# Introduction and Background

## Research Question
Are there specific months for movie release dates that generate more revenue in the box office? Is there a correlation between movie budgets and their success in the box office?

## Background
This is a question of interest because the film industry may be able to find some different strategies to maximize their revenue, such as the best time to release their new movies or determine how much their budget will correlate to potential revenue. With so many movies always coming out, we wondered if there was a correlation between box office success and release dates in conjunction with how big a movie’s budgets is. In some of our background research we found that the number of user votes on IMDB for a movie corresponds with how well-known the film is, and that critics’ reviews don’t have that much of an influence on the success of a movie. 

We always hear about big budget movies because they’re the ones that usually have the ability to advertise the film to the point where everyone sees it. But sometimes movies with relatively small budgets rise to the top of the the box offices. Content has something to do with it, but we want to see how much of an impact the time at which you release a movie has on the success of the film. There have been some blog posts about which genre generally gets released for each month, and there was some indication that the winter months would be when the best movies (Oscar nominated ones) come out. 

Our question is important because it presents a visualization for the correlation between box office success and release dates in conjuction with movie budgets. We want to know if there is a strong correlation and if there is a pattern to movie release dates. It is unclear if there are popular months for movie releases or box office success. 

References (include links):
- Movie Budget and Financial Performance Records (https://www.the-numbers.com/movie/budgets/) 
-- Tables that show top 20 movies that compare the movie's budget and revenue (greatest lost and earnings).
- Analysis of factor affecting the success of the movie (http://rstudio-pubs-static.s3.amazonaws.com/233939_bbeb292c0c20440f97d31b616662c06f.html)
-- Analysis between different website user voting data and the success of the movie in the box office in conjuction with the movie's budget. 
- Movie Release Calendar Strategy (https://riotstudios.com/blog/movie-release-calendar-strategy/) 
-- Months associated with genre/movie style released.

## Hypothesis
We predict that if a movie is released during July or August, then it will generate more revenue in the box office. We also predict that if a movie has a big budget, then it will generate more revenue in the box office. 

# Data Description

This is a list of ~5000 movies from The Movie Database website. This dataset contains rows of movies with columns that dictate details of the movie. For example, the list contains keyword, revenue, budget, production company, imdb id, language, runtime, release date, and ratings concerning each movie.

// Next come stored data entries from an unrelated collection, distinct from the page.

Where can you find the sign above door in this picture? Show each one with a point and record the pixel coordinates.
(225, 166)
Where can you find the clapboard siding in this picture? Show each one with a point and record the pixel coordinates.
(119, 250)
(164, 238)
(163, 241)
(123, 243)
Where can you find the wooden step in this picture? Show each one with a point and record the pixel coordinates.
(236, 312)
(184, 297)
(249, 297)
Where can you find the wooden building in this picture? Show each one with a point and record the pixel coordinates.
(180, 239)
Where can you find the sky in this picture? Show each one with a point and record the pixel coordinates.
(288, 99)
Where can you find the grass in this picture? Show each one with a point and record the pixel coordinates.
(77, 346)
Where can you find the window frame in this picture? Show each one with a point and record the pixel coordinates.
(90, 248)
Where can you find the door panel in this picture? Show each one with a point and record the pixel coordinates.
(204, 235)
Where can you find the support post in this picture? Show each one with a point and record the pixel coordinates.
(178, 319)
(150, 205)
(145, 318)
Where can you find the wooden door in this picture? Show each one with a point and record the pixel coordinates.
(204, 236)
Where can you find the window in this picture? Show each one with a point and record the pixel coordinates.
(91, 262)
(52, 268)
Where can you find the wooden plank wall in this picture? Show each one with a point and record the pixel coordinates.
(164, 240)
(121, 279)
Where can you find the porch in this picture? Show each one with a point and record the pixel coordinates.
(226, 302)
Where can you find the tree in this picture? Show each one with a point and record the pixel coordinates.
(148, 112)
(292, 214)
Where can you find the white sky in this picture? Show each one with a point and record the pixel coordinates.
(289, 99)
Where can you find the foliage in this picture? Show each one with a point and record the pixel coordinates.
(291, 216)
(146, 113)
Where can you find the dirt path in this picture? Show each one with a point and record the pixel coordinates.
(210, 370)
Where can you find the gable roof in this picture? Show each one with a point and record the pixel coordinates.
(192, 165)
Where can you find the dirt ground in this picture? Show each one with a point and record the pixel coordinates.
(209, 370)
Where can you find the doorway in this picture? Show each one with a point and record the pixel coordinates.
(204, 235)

- Dataset Name: TMDb 5000 Movie Dataset
- Link to the dataset: https://www.kaggle.com/tmdb/tmdb-movie-metadata/data
- Number of observations: 4803

This is a list of ~45000 movies from The Movie Database. This list contains budget, genre, original language, popularity, revenue, imdb id, adulterated, production company, homepage, collection, poster, overview, video, tagline, title, vote count, id, runtime, release date, and vote average (0-10) for each movie. 

- Dataset Name: Movies Metadata
- Link to the dataset: https://www.kaggle.com/rounakbanik/the-movies-dataset/data
- Number of observations: 45466

We may be merging the datasets and compare if there are any duplicates, if so, we will compare the ‘revenue’, ‘budget’, and ‘release date’ and remove the duplicates. If there are any conflicting comparisons, we will manually change the data to the correct values. 

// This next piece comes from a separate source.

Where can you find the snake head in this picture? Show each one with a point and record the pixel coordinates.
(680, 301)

## Data Cleaning/Pre-processing


In [156]:
%matplotlib inline

import numpy as np
import pandas as pd
import matplotlib.pyplot as plt

import patsy
import statsmodels.api as sm
import scipy.stats as stats
from scipy.stats import ttest_ind, chisquare, normaltest

!pip install easymoney
from easymoney.money import EasyPeasy


Collecting easymoney
  Downloading easymoney-1.5.0.tar.gz
Collecting pycountry (from easymoney)
  Downloading pycountry-18.2.23.tar.gz (9.7MB)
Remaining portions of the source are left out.